S.Korea nun ends 100-day fast for salamander-reports

A South Korean Buddhist nun has ended a 100-day hunger strike protesting plans to blast a tunnel through the habitat of several endangered species including a rare salamander, South Korean media reports said on Friday.

Venerable Jiyul Sunim, 48, opposed government plans to carve a tunnel through southern Mount Chunsung to extend South Korea's bullet train network to the second-biggest city, Pusan.

She agreed to end the fast late on Thursday by accepting a government proposal to conduct a new environmental study on the impact of the project on the mountain's ecology.

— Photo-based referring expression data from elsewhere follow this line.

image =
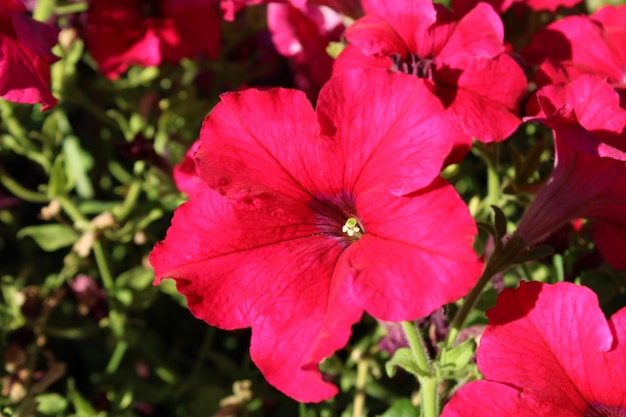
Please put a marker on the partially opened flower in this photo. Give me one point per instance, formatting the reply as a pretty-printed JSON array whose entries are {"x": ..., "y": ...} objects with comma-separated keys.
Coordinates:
[
  {"x": 308, "y": 218},
  {"x": 582, "y": 44},
  {"x": 302, "y": 35},
  {"x": 25, "y": 56},
  {"x": 589, "y": 177},
  {"x": 548, "y": 351},
  {"x": 121, "y": 33},
  {"x": 462, "y": 61}
]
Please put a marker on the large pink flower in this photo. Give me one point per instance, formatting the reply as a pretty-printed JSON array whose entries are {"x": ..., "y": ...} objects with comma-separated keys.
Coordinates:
[
  {"x": 25, "y": 56},
  {"x": 548, "y": 351},
  {"x": 589, "y": 177},
  {"x": 121, "y": 33},
  {"x": 462, "y": 61},
  {"x": 308, "y": 218}
]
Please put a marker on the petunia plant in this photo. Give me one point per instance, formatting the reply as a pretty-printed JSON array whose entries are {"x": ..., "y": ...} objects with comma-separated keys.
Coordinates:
[{"x": 313, "y": 208}]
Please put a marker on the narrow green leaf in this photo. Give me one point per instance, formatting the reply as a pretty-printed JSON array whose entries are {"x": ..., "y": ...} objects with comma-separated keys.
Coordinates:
[
  {"x": 404, "y": 359},
  {"x": 459, "y": 356},
  {"x": 51, "y": 403},
  {"x": 401, "y": 408},
  {"x": 50, "y": 237},
  {"x": 499, "y": 222},
  {"x": 535, "y": 253}
]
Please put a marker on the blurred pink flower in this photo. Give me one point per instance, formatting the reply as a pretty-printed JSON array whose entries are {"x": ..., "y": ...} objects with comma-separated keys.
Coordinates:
[
  {"x": 577, "y": 45},
  {"x": 589, "y": 177},
  {"x": 302, "y": 35},
  {"x": 121, "y": 33},
  {"x": 461, "y": 7},
  {"x": 25, "y": 56},
  {"x": 548, "y": 351},
  {"x": 350, "y": 8},
  {"x": 462, "y": 61}
]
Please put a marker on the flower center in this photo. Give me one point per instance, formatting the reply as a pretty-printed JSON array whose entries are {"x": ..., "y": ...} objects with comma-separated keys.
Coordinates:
[
  {"x": 601, "y": 410},
  {"x": 150, "y": 8},
  {"x": 336, "y": 217},
  {"x": 414, "y": 65},
  {"x": 352, "y": 229}
]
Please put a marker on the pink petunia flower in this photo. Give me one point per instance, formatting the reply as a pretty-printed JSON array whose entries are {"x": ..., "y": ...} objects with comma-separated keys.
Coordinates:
[
  {"x": 589, "y": 177},
  {"x": 462, "y": 61},
  {"x": 548, "y": 351},
  {"x": 350, "y": 8},
  {"x": 309, "y": 218},
  {"x": 461, "y": 7},
  {"x": 302, "y": 35},
  {"x": 121, "y": 33},
  {"x": 25, "y": 56},
  {"x": 578, "y": 45}
]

"The government has decided to accept a joint study based on the value of appreciating life after considering a proposal by religious leaders and a resolution of parliamentary Construction and Transportation Committee," a government spokesman was quoted as saying by the JoongAng Ilbo newspaper.

Earlier on Thursday, Prime Minister Lee Hae-chan was turned away by members of a Buddhist group caring for Jiyul when he went to see her.

Jiyul's health was believed to have deteriorated fast in recent weeks. She had been taking only water and salt.

Environmental groups say the area north of Pusan is one of a dwindling number of habitats for the salamander.

Jiyul has held three previous fasts to protest the project. Her most recent, which lasted 58 days, ended in August last year when South Korean President Roh Moo-hyun promised to conduct a review of the environmental impact of the plan.

A review committee had since concluded the project could go ahead and a court injunction sought by environmentalists had been rejected, officials at the prime minister's office said.

The high-speed railway project will eventually cut the travel time for the 400 km (248.5 miles) journey between Seoul and Pusan to just two hours from the current three.